It was at this time that the father bought another vehicle to fetch supplies for the shop. A Ford Anglia van. He deemed the child safe enough not to put sand in the petrol tank. The child had learned to only take the cap off and sniff the fumes. Wow, did he get high, it's a wonder he never exploded when he lit a fag after.

The father decided they would take up camping for a holiday, so off they set for the south coast. Two days later they arrived. This being because the father went to see a man about a dog half way there, they stayed bed and breakfast in the pub. In the night the child had to go to the loo.
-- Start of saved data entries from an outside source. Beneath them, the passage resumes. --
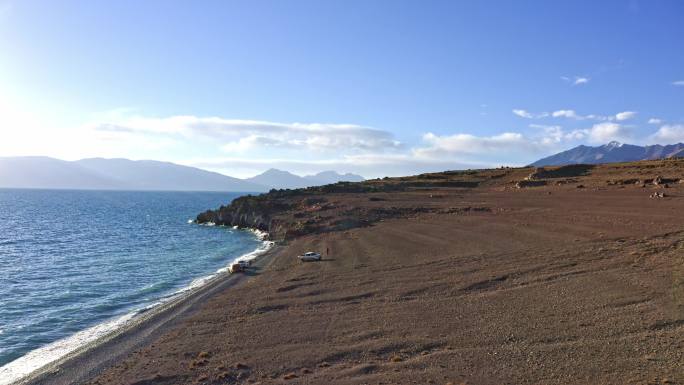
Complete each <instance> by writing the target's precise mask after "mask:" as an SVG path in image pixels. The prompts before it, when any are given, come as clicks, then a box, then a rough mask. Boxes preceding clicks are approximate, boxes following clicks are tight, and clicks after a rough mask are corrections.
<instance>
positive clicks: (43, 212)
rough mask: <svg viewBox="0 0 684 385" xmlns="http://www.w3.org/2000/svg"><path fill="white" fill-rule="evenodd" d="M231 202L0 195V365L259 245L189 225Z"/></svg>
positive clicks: (44, 345) (215, 195) (65, 192)
mask: <svg viewBox="0 0 684 385" xmlns="http://www.w3.org/2000/svg"><path fill="white" fill-rule="evenodd" d="M237 196H238V194H231V193H192V192H115V191H50V190H0V366H2V365H4V364H7V363H8V362H10V361H13V360H14V359H16V358H18V357H21V356H23V355H24V354H26V353H28V352H29V351H32V350H34V349H37V348H40V347H42V346H45V345H47V344H49V343H51V342H54V341H57V340H60V339H63V338H65V337H68V336H71V335H73V334H74V333H76V332H78V331H81V330H84V329H86V328H89V327H92V326H95V325H98V324H100V323H102V322H104V321H107V320H110V319H113V318H115V317H118V316H121V315H124V314H128V313H130V312H132V311H136V310H140V309H143V308H146V307H149V306H150V305H152V304H155V303H157V302H158V301H160V300H162V299H163V298H165V297H168V296H170V295H173V294H174V293H176V292H178V291H179V290H181V289H183V288H185V287H187V286H188V285H190V284H191V283H192V282H193V281H195V280H197V279H198V278H201V277H205V276H207V275H210V274H212V273H215V272H216V271H217V270H218V269H221V268H223V267H225V266H226V265H227V264H228V263H230V262H231V261H233V260H235V258H237V257H239V256H241V255H244V254H247V253H249V252H251V251H253V250H255V249H256V248H257V247H259V246H261V245H262V242H261V240H259V239H258V238H257V237H256V236H255V234H253V233H251V232H248V231H241V230H233V229H229V228H223V227H207V226H198V225H195V224H190V223H188V220H189V219H191V218H194V217H195V215H197V213H199V212H201V211H204V210H206V209H208V208H214V207H218V206H219V205H221V204H226V203H228V202H230V200H232V199H233V198H235V197H237Z"/></svg>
Horrors awaited him, on the back of the door was a photo of what your hands looked like after using three sheets of paper. This had a profound effect on the child. From then on it was five sheets of the Daily Mirror he used and to hell with blocking up the toilet. Washing his hands twice he would then try to get out of the door without touching it, what a horror that night.
Upon arriving at the south coast, they set up camp in a farmer's field. What a fine tent they had, two sleeping compartments, one to keep out the insects the other to be bitten alive, you can guess which one the child had. "Here son" said the father, giving the child a spade "go dig a hole". So the child dug a hole. "Son" said the father "not outside the tent, but other side of hedge". The son fearing the worst went the other side of the hedge and dug another hole. "Son" said the father, "that's better" and handed the child a toilet roll to hang on the hedge. The child was elated, he thought he had dug a hole for himself. (The child was used to digging holes for himself to climb out of.)

The following morning after breakfast, the mother was preparing dinner (shows how long breakfast took). Father said "right, we are off to fetch water" so everybody climbed into the van except the mother who was doing the potatoes. The father, upon driving off from the back of the tent, had forgotten he had not untied the front awning of the tent from the roof rack. The piercing shriek my father heard stopped him in his tracks. "CYRIIIIIIIL" the cry rang from my mother's lips (considering mother was only 4ft nothing her lips resembled a ships foghorn that day), as the front of the tent was torn off. "My god what was that" said my father, everybody still had a ringing noise in their ears. The rest of the campers in the field had all dived for cover. Upon seeing half of the tent laying behind the van, the father calmly untied it from the van and drove off to see a man about a dog.
Upon returning, with no dog, the tent had been stitched back together and dinner was cooking. Mother said nothing, father said nothing and the child went to his hole the other side of the hedge. He said nothing.
The events of the last two days had been that traumatic to the child, he lost his memory of the next twelve days, thus he has no recollection of the rest of this holiday.